Selain tradisi-tradisi tersebut, salah satu hal yang identik dengan pernikahan Minang ialah penggunaan suntiang. Suntiang merupakan hiasan kepala kebanggaan anak daro yang identik dengan ukuran besar dan warnanya antara emas atau perak. Bentuk suntiang yang indah dan megah juga biasa diibaratkan sebagai mahkotanya perempuan Minang.
Namun, tentunya, suntiang bukan hanya sebagai hiasan kepala belaka. Perhiasan ini juga memilki makna dan filosofi yang erat kaitannya dengan budaya Minang.
Menurut pemakaiannya, ukuran suntiang memiliki perbedaan. Suntiang yang dipakai pengantin perempuan ukurannya lebih besar dan disebut suntiang gadang. Sementara itu, suntiang berukuran kecil biasa dipakai pendamping pengantin atau penari tradisional disebut suntiang ketek.
Sedangkan berdasarkan bentuknya, suntiang terbagi dalam beberapa macam, yaitu suntiang bungo pudieng, pisang saparak, pisang saikek, pinang bararak, kambang, mangkuto, kipeh, sariantan, dan matua palambaian.

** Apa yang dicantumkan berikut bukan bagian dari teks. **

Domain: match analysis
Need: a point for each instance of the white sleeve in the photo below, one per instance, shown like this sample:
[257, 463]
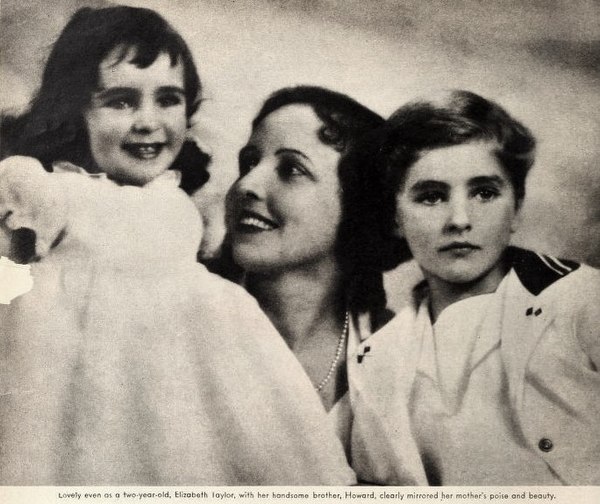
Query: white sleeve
[31, 198]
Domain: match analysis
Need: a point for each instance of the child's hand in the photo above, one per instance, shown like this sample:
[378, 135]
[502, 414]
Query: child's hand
[30, 198]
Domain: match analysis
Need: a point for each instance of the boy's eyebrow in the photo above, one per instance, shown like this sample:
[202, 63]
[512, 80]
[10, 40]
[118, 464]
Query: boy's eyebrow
[248, 149]
[487, 179]
[114, 90]
[428, 185]
[171, 89]
[292, 151]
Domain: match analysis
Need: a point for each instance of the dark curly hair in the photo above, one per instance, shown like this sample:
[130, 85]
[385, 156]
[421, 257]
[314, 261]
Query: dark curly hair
[53, 128]
[362, 251]
[456, 118]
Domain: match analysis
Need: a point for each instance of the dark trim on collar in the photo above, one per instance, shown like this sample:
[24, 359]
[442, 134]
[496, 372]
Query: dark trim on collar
[538, 271]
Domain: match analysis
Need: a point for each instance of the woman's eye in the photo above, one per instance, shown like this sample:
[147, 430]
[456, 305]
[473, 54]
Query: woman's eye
[170, 100]
[289, 169]
[120, 103]
[485, 193]
[430, 198]
[246, 163]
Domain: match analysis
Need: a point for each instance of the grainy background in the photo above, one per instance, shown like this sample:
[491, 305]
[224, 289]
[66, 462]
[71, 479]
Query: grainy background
[538, 58]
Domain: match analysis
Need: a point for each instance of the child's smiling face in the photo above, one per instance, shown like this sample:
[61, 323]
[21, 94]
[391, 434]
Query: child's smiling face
[457, 210]
[136, 120]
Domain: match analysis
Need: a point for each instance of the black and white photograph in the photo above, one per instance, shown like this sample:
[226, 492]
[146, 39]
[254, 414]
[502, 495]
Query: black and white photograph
[300, 244]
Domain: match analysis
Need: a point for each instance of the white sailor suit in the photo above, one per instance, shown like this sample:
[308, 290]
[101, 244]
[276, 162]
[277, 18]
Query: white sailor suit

Sebenarnya di daerah pesisir pun ada banyak jenis mahkota pengantin lain, seperti suntiang pisang saparak, dan suntiang tanduk. Namun, suntiang dari Padang Pesisir dianggap paling menarik dan popular pada tahun 1960an.
Bahwa Makna dari suntiang yaitu sebagai simbol untuk melewati masa peralihan dari remaja menjadi perempuan dewasa yang memiliki keluarga kecil.
Penggunaan suntiang juga tak lepas dari akulturasi budaya Indonesia dengan China. Hal ini bisa terlihat dari keindahan warna dan hiasan dalam bentuk suntiang yang mengambil elemen dari alam.
Seiring berjalannya waktu, perpaduan budaya tersebut semakin meluas dan menjadi bagian dari kebudayaan masyarakat Padangpariaman dan seluruh wilayah Minangkabau.
Bukan hanya itu, ukuran suntiang yang besar dan berat pun melambangkan beratnya tanggung jawab yang akan dipikul seorang perempuan setelah menikah karena ia harus berperan sebagai istri dan suami bagi keluarga, menjaga keutuhan rumah tangganya, dan bertanggung jawab lingkungan sekitar.